プロローグ その2

 その部屋は地下にあった。

 女は術の発動は出来ても、まだ足取りはおぼつかない。

 外に出るには階段を上る必要がある。

 男は下半身の馬の背に女を乗せ、二人は何とか地上に出ることに成功した。


 だが一難去ってまた一難。

 いや、一難どころではない。


 その建物の地上の階層はすべて倒壊していた。

 この二人や、ここに出入りした者達なら誰の目にも入っていた、研究所の名前が書かれていた看板も木っ端みじん。

 しかし破壊されていたのはその建物ばかりではない。

 その地域一帯どころではない。

 目に入るすべての建築物が破壊されていた。

 のは、その男の想像をはるかに超え、その被害ははるか遠くの範囲にまで及ぶ。

 そしておびただしい死体の数。

 この研究所に勤務していた者達ばかりではなく、辺りの住民達もみな息絶えていた。

 地上の空気に漂う血の臭いが二人の鼻を突いた。


 天災地変によるものではない。

 最低でも高さ五メートルは超える金属製の物体が五つ、その付近に存在していた。


「……やっぱり壊魔の仕業か」

「……私……」

「止めとけ。今は逃げる一手だ」


 忌まわしく思われている青い肌を持つ混族は、それでもこの世界の文明社会の中で生きることができた。

 理由は、一般の魔族とは格段に違う強さを持つこの壊魔を討伐する能力を持っていたため。

 どんなに文明が発達しても、壊魔には太刀打ちできないままだった。

 混族達は逆に、壊魔を斃すことができることで、この世界の文明文化の中で生活できるものと思うようになった。


 彼女は既に意識ははっきりしている。

 しかしそれと同時に全身に痛みを感じ始め、それは体に自由を与えなかった。

 無理やり眠らされていたのは、全身に何かの手術を受けさせられたため。

 それは思い出せたものの、体のどこをどう手を加えられたのかは思い当たらない。


 壊魔を斃した経験なら、彼女にもあった。

 その壊魔らに今現在、町だけではなく、国まで蹂躙されている。

 だからこそ本能的に立ち向かおうとしたのだが、体が言うことを聞いてくれない。

 傍から見ていたこの男にも、それは十分に理解できた。

 しかし壊魔に対する混族の力も決して万能ではない。

 その姿は、顔や関節のない物体なのである。

 壊魔の力や性質を知らないままでは、楽に勝てる相手ではない。


「破壊しつくしたって感じだ。このまま静かにこの場から去れば、今は何とか生き残ることができるはず。すべては体調が戻ってからだ」


 それにしても、と男は視線を壊魔に移した。


 一つは巨大なばねのような形。

 一つは、巨大な座椅子に見える。

 一つは風車の、回転する羽根。

 一つは巨大な独楽。

 一つは簡易な構造のラッパ。


 この五体は、いきなり跳ね上がったり転がったりして、周囲をさらに破壊しながら移動していく。
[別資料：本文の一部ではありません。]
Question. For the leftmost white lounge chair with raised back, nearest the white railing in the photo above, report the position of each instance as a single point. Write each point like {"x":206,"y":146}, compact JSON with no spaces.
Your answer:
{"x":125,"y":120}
 その仕組みや体の構造がどうなっているのか全く不明のまま。

 そしてこれらを攻撃しようにも有効打をすぐには見つけられない現状では、男の言う通り退くしかない。

 それに壊魔も辺りを破壊尽くしたことを知れば、他の文明社会の地に向かうため、ここを離れることになる。


 壊魔五体すべて内陸の方向に移動し始めた。

 蛇行一つせずに真っすぐに向かう五体は、その場から逃げようとする二人には全く気付いてない様子。


「……逆方向は確か海岸よね? 多分壊魔達はそこには行くことがないはず。とりあえず、そこに生活拠点を作るしかないわね。彼らへの反撃はそれから。けど……」

「あ……あぁ。あー……っと、その前に、俺はレックスってんだ。お前がさっき言ってた彼ってのは、ひょっとしてヒーゴって名前じゃねぇか? ヒーゴ=カナックっつってたっけ? 確か人族だったな」

「え? よく知ってるわね。えぇ、そうよ。私、あの子を探してたんだけど……。あの錬金術研究所があの有様じゃ……。あ……私はセイル=パーナー」

「……いや。……あいつは、多分……」


 ヒーゴという男を案じ、焦りを感じ始めるセイル。

 レックスはその男の消息を知っているようだったが、その人物の話をすることにためらいを感じていた。


 斯くして、この世界に存在する七大陸の一つ、ウールウォーズ大陸は、そこに存在する大自然を残したまま、人々が築き上げた国々とその文明すべてが壊滅した。